CASE 1268 Published on 01.07.2002

Sturge-Weber syndrome: MRI findings

Section

Neuroradiology

Case Type

Clinical Cases

Authors

D. Chourmouzi,G. Boulogianni, A.Drevelegas

Patient

21 years, female

Categories
No Area of Interest ; Imaging Technique MR, MR, MR
Clinical History
The patient presented with a history of medically controlled partial seizures. There was a dark port wine stain on the left upper eyelid.
Imaging Findings
The patient presented with a history of medically controlled partial seizures, having suffered from seizures since the age of 2. She had been treated conservatively with anti-epileptic agents. There was a dark port wine stain on the patient's left upper eyelid; the rest of the face looked normal. Left hemianopia was established after ophthalmological examination. Mentally she was normal and physical examination did not reveal any neurological deficit.

MR imaging of the brain was performed. Axial T1W (TR/TE:420/20) and T2W (TR/TE: 2800/110) images revealed atrophy of the left temporal lobe and thickened cortex with few sulci. T1W axial and coronal images after the administration of paramagnetic agent showed superficial meningeal enhancement as well as crescentic enhancement of the posterior ocular wall. A prominent ipsilateral choroid plexus was also depicted.

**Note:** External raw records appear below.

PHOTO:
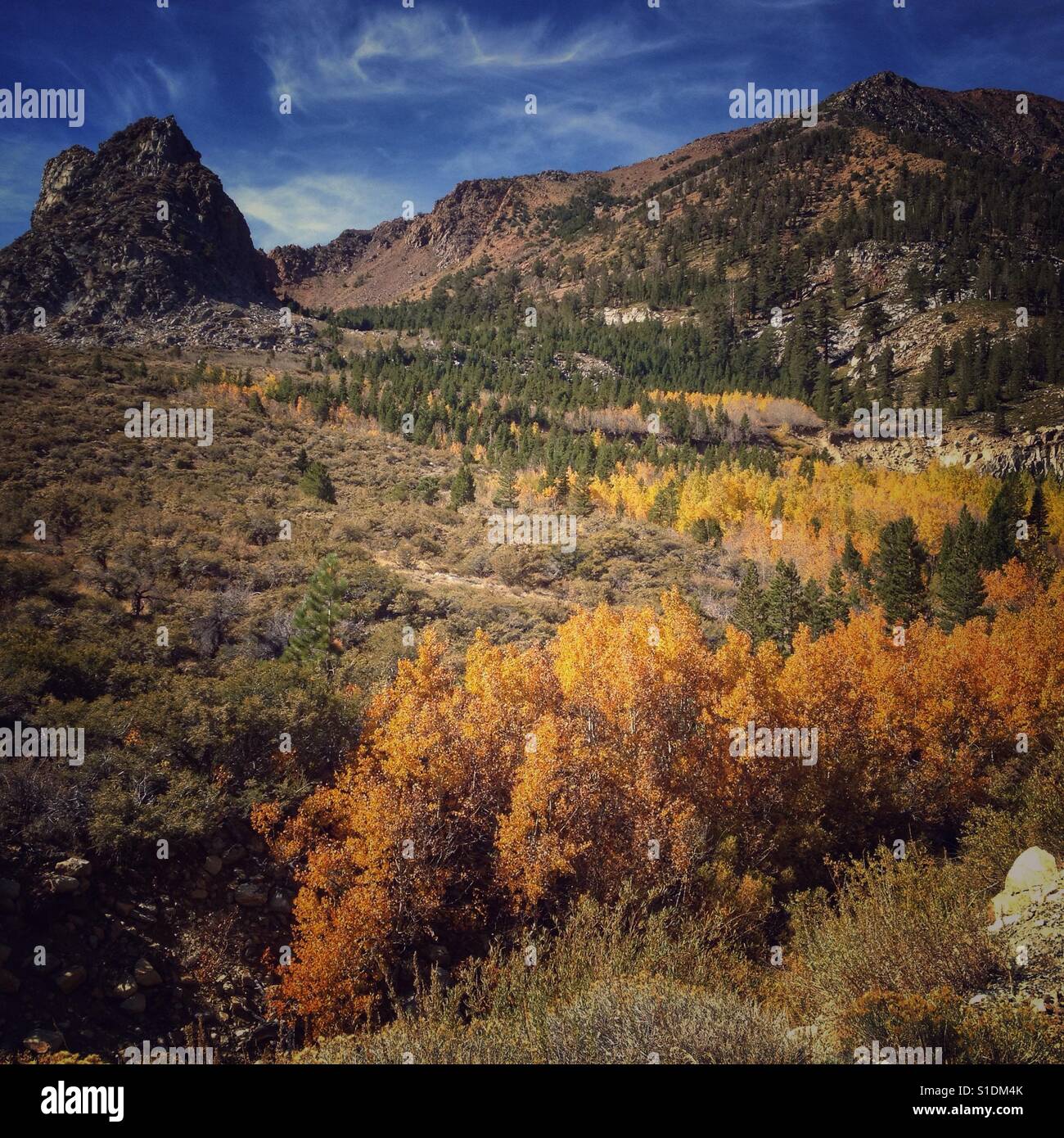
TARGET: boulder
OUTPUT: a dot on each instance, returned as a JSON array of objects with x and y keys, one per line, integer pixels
[
  {"x": 1032, "y": 869},
  {"x": 1032, "y": 875},
  {"x": 74, "y": 867},
  {"x": 250, "y": 895},
  {"x": 43, "y": 1041},
  {"x": 145, "y": 974},
  {"x": 70, "y": 979}
]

Calvarial thickening with enlarged diploic space was demonstrated in the cranial vault.

Discussion
Neurocutaneous syndromes are a diverse group of disorders that involve both skin and nervous systems. Sturge-Weber syndrome (SWS), one of the neurocutaneous syndromes, is also known as encephalotrigeminal angiomatosis or meningofacial angiomatosis.

Intracranial angiomatosis is confined to the pia mater. It is typically located in the occipital lobe. Principal features include a port wine stain capillary vascular malformation of the face and a leptomeningeal vascular anomaly that results in ischaemia and consequent atrophy and calcification of the underlying cortex. SWS is almost always sporadic in occurrence. The defect most likely occurs at gestational weeks 4 to 8, when a primordial vascular mesenchyme lies adjacent to the neural tube and ectoderm that will overlie the head and face. Abnormal development of the blood vessels at this time can affect both the skin, the brain and the leptomeninges.

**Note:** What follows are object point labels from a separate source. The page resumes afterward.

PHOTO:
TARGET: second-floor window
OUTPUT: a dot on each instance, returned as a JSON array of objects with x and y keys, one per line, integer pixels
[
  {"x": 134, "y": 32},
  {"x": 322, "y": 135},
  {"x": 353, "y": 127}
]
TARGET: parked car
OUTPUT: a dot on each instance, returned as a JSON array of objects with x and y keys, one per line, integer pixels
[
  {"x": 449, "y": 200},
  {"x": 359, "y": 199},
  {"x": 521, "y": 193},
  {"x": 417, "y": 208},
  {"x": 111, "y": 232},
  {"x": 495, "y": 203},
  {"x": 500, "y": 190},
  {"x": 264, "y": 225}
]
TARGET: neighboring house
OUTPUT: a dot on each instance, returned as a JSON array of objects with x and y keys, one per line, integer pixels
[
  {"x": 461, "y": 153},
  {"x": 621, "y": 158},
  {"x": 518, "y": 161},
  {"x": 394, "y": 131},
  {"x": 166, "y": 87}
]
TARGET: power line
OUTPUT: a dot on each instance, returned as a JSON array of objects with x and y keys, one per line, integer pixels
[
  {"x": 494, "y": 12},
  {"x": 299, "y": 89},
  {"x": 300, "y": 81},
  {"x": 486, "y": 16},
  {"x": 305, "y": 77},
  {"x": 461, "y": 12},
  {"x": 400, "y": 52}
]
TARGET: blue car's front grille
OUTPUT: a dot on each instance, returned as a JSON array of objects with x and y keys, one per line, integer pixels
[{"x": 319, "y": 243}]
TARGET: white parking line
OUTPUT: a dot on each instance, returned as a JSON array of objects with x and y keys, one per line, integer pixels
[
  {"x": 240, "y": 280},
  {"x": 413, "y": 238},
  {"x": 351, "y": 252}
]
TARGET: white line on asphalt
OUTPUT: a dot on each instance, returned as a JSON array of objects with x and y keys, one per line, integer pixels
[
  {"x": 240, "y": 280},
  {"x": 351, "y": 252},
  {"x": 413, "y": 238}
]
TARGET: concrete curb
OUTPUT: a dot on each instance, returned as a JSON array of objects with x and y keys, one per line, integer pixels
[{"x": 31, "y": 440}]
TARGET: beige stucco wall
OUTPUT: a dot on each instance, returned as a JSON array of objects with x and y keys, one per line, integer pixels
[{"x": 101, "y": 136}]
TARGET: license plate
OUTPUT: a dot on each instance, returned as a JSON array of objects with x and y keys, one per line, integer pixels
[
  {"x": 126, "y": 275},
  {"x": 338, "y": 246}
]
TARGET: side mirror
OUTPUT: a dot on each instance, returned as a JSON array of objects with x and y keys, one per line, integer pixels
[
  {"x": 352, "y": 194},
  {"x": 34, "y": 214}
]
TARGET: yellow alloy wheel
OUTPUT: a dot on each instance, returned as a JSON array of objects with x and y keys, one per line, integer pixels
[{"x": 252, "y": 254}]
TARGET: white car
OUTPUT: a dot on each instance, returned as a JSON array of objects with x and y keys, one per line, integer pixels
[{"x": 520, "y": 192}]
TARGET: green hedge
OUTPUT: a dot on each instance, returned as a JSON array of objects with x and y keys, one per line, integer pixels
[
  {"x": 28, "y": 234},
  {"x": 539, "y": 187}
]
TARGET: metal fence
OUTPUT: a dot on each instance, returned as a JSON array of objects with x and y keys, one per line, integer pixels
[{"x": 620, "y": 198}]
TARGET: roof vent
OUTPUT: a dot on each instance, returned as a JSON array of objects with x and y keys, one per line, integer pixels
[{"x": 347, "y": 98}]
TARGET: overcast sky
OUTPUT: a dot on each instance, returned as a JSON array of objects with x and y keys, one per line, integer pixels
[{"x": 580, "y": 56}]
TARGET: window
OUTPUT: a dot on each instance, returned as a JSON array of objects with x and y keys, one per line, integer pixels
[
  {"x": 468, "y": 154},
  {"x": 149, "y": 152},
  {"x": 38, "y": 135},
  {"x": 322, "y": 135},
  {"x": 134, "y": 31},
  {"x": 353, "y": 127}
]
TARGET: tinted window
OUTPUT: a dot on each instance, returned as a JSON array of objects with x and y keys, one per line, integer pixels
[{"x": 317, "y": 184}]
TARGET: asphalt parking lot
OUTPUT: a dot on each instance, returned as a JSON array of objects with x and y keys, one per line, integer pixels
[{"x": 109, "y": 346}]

Up to 90% of patient with SWS have generalised or partial seizures. The patients are usually neurologically intact at birth but develop seizures within the first year of life. Developmental delay is common. Hemi-atrophy of the brain results in hemiparesis in about 30% of cases. The vascular malformation of SWS is associated with impaired venous drainage and progressive ischaemia of the underlying brain. The cortex gradually loses cells and calcifies. Continued seizures may also contribute to metabolic damage. The occipitoparietal region is most commonly involved.

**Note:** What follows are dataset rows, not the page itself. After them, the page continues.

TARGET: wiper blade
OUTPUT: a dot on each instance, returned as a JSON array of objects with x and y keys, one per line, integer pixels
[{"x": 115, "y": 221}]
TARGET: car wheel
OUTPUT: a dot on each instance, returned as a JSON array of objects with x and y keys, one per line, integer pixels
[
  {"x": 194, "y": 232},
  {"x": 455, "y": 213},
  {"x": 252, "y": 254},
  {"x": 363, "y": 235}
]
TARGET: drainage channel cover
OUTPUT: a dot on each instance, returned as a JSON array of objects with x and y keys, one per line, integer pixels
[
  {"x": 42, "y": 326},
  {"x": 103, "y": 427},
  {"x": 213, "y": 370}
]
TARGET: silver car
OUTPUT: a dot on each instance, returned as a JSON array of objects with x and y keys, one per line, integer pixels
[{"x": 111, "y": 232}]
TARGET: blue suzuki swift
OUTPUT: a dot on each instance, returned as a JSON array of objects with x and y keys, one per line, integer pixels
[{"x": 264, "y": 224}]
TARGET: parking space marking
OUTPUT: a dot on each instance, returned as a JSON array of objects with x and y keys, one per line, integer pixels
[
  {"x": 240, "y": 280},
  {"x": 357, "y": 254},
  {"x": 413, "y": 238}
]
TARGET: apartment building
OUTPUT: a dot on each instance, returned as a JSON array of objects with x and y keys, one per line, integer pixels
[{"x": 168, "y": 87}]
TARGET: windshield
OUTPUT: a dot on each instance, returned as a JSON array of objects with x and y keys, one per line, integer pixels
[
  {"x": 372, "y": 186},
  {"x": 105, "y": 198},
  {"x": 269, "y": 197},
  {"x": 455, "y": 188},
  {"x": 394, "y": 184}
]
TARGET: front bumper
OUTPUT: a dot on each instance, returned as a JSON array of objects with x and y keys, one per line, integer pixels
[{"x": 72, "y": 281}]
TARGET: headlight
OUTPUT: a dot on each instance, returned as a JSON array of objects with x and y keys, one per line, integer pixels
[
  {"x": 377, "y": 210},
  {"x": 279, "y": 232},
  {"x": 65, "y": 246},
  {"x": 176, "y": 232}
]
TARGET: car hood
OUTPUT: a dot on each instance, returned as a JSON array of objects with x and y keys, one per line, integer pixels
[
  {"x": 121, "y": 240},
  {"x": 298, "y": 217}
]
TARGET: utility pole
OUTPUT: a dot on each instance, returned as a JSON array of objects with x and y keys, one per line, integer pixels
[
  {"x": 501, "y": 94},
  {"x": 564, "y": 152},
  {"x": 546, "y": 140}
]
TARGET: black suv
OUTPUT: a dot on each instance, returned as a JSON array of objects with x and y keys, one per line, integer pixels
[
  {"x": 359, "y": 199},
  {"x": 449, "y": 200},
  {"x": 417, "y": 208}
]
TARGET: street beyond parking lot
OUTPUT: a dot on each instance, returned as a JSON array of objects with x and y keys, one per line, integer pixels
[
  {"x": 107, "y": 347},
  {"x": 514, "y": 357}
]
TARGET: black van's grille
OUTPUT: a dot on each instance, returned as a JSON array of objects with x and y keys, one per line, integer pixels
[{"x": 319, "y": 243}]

Skull radiographs show a tram-track appearance resulting from calcifications of gyri. The calcifications of the cortex can be identified early in life by CT, but rarely at birth. CT can show some white matter calcification as well. Regional atrophy in SWS is well demonstrated by MRI. White matter below the damaged cortex may show high signal intensity on T2W images as a result of ischaemia and gliosis. Gadolinium-enhanced MRI is highly sensitive to meningeal enhancement, which is a characteristic feature of SWS and is believed to represent leakage of contrast medium through the anomalous pial vessels that characterise the disease. Leptomeningeal enhancement need not be present in SWS, and the absence of this characteristic finding does not preclude the diagnosis. Areas of thickened cortex with few sulci, presumed to represent migration abnormalities are also well visualised with MRI.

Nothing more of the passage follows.